O-O-O Bb4 9. f3 Ne5 10. Nb3 b5 11. Kb1 Nc4
(In The Safest Sicilian is clear that Topalov has revived the line for white and the only promising line for black is that of 11...Nc4)
12. Bxc4 bxc4 13. Nc1 Rb8 14. Bf4 e5
15. Bg5 Qb6 16. N1e2 O-O 17. Bxf6 Ba3 18. b3 Qxf6 19. Nd5 Qd8
20. f4 exf4
(20.f4 is the new move improving over the previous attempts for white to gain anything from the position. I wonder what happens after black playing another move other than 20...exf4.I suppose 21.f5 or fxe5 are the options, but what is the strongest?)

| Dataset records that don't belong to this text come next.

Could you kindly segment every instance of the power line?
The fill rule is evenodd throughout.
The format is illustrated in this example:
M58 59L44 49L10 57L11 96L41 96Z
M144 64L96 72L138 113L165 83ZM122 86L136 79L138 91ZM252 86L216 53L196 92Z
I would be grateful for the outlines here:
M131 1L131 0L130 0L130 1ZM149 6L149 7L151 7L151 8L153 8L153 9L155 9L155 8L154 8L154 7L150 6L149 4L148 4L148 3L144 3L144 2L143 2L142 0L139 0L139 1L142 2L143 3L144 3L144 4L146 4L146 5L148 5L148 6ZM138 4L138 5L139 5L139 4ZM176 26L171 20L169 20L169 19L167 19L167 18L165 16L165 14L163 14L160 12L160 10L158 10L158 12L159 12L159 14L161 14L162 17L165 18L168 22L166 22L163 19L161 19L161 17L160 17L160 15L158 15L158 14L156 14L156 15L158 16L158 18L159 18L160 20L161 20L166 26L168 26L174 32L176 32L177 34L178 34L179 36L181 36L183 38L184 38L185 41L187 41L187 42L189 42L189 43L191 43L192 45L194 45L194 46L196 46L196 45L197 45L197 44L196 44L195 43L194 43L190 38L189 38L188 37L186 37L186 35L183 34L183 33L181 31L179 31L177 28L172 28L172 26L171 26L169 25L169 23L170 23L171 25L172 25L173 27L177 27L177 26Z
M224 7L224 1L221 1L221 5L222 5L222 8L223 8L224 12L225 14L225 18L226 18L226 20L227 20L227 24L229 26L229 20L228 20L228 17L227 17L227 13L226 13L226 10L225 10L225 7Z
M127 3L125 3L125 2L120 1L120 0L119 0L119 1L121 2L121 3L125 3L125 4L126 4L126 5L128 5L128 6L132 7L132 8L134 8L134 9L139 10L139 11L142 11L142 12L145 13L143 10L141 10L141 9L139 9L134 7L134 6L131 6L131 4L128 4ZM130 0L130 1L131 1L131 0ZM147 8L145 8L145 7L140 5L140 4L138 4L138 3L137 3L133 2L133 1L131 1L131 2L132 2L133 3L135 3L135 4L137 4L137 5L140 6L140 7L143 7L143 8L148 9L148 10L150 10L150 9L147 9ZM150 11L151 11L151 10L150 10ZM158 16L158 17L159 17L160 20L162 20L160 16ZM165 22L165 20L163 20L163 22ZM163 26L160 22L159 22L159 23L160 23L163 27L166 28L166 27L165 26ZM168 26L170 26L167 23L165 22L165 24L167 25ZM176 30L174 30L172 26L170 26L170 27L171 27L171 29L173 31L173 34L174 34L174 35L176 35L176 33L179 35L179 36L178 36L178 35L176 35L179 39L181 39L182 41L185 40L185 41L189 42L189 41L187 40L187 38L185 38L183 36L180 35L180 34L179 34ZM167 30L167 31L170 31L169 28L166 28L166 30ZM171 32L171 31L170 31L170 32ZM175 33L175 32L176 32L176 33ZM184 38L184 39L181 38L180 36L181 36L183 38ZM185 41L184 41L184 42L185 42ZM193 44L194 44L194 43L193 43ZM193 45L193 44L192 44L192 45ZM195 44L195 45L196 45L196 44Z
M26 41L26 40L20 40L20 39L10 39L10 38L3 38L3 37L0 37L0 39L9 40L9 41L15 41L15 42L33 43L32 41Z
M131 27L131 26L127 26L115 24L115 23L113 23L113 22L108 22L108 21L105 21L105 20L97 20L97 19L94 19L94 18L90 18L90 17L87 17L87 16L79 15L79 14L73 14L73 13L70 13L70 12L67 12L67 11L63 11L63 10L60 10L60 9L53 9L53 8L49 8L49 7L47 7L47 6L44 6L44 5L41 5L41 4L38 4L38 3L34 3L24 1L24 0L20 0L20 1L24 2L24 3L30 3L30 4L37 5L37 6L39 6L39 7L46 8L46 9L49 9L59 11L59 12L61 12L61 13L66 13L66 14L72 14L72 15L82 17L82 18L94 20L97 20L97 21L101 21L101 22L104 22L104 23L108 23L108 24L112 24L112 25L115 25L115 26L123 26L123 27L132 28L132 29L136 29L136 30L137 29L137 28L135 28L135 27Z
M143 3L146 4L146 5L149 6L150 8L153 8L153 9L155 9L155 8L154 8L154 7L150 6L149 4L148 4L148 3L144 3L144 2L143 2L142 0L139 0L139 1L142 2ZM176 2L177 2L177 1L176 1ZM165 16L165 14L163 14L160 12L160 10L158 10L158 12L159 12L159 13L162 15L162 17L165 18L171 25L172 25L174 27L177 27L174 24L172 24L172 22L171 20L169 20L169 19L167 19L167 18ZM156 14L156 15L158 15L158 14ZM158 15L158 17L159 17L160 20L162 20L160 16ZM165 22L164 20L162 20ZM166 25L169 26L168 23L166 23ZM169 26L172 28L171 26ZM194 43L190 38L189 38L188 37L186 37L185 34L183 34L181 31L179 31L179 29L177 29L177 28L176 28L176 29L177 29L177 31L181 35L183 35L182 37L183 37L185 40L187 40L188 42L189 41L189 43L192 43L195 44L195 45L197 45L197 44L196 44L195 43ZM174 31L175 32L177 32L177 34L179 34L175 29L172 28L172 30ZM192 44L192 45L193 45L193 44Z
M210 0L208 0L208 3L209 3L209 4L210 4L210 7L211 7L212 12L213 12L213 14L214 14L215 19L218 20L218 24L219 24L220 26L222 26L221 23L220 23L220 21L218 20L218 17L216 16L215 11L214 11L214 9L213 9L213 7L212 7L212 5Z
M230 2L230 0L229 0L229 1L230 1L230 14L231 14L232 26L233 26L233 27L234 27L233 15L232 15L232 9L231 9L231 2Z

21.Qxf4 Bb7 22. Ng3 Bxd5 23. Rxd5 Rb6 24. Rhd1 cxb3 25. axb3 Qc8 26. R1d3 Rd8 27.e5 Qc6 28. Ne4 Rb5 29. Nf6+ gxf6 30. Rd6 1-0

An impresing win of the two knights (even if the one on d5 didn't survive for to long!) against the so-called powerfull two bishops! Shocked
Seriously, it seems that black is in a bit of pressure here. Surely the  Cheparinov-Topalov team have done their work! Is there any known analysis of this game?